Guard against invalid block sizing (OOB/div-by-zero).
The kernel always copies block_M * N elements, so when M % block_M != 0 or block_M == 0, you can hit OOB or divide-by-zero. Add validation or tail handling.

✅ Suggested validation
-    block_M, block_N = M // 8, N
+    block_M = max(1, M // 8)
+    if M % block_M != 0:
+        raise ValueError(
+            f"M must be divisible by block_M (M // 8).
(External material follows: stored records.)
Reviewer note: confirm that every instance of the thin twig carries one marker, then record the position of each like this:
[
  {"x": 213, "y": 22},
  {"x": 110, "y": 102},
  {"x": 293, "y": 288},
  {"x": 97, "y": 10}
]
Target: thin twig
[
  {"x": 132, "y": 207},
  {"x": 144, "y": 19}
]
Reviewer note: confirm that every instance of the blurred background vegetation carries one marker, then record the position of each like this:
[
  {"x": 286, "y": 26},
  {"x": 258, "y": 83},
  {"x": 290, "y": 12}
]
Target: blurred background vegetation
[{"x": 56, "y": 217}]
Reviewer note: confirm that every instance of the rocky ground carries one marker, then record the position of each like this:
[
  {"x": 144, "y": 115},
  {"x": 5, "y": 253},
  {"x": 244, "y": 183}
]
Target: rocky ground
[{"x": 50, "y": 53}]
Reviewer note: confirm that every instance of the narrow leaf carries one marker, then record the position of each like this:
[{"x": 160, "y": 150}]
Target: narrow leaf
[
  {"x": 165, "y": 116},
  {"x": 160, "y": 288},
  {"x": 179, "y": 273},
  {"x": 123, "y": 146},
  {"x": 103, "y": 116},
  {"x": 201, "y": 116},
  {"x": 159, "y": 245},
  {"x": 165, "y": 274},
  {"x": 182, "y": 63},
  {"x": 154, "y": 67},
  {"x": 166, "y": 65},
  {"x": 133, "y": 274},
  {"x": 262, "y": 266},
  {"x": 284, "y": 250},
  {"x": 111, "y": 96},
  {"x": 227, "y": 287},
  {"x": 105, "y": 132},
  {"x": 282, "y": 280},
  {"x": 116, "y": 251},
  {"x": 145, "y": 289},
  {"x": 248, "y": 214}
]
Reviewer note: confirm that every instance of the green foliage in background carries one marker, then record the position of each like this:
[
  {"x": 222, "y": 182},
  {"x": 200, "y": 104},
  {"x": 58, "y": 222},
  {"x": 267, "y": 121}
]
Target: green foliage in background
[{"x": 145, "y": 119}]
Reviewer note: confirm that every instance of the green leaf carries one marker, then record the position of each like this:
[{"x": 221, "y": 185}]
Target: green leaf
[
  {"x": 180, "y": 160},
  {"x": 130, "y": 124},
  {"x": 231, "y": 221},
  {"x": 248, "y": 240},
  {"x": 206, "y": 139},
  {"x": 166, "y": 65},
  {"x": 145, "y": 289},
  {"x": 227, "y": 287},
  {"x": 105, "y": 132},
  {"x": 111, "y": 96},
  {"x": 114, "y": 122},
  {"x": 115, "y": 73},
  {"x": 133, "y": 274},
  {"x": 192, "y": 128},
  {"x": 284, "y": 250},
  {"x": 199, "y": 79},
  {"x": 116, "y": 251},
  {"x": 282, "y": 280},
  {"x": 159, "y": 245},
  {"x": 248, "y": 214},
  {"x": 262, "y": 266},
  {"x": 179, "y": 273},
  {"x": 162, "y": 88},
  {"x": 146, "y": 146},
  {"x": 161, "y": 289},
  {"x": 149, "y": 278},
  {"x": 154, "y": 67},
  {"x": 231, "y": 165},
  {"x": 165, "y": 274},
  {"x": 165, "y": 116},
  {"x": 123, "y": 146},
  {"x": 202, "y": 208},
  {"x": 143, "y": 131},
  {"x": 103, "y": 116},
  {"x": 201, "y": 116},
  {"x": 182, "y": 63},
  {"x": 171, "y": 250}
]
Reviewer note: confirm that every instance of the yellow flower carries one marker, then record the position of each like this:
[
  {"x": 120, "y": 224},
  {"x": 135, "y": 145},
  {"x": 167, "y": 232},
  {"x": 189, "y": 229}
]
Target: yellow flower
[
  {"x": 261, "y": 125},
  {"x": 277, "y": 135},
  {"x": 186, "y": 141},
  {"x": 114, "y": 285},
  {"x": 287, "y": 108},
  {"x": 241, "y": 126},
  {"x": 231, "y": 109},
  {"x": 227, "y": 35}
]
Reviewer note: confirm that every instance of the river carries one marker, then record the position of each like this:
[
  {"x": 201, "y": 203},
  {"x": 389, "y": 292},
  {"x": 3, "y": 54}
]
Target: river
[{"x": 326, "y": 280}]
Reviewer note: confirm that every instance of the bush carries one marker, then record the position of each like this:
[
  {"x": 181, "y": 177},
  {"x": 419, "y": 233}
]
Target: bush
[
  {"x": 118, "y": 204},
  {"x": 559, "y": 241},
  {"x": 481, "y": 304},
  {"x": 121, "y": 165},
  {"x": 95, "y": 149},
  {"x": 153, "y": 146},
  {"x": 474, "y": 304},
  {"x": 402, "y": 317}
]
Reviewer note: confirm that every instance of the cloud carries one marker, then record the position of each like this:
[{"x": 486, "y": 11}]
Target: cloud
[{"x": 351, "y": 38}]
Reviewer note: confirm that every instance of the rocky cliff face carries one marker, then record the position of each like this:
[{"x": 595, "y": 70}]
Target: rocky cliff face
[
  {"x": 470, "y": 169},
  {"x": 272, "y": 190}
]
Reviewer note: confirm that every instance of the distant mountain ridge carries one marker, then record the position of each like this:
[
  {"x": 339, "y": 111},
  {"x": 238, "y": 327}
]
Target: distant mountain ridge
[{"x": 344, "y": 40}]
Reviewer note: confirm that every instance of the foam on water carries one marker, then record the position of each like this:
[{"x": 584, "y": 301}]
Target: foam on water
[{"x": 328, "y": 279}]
Got M={M}, block_M={block_M}"
+        )
     threads = 128
     num_blocks_M = M // block_M
🤖 Prompt for AI Agents
In `@examples/distributed/intranode/example_alltoall_route2x4.py` around lines 233
- 236, Validate and guard block sizing before launching the kernel: ensure
block_M is > 0 and that M is evenly divisible by block_M (or implement tail
handling) so the kernel’s copy of block_M * N elements cannot go out-of-bounds;
specifically, check/adjust the variables M, block_M, block_N and threads used in
the setup (where block_M = M // 8, block_N = N, num_blocks_M = M // block_M) to
either compute num_blocks_M = ceil_div(M, block_M) and handle the final partial
block inside the kernel or error out with a clear message when block_M == 0 or M
% block_M != 0.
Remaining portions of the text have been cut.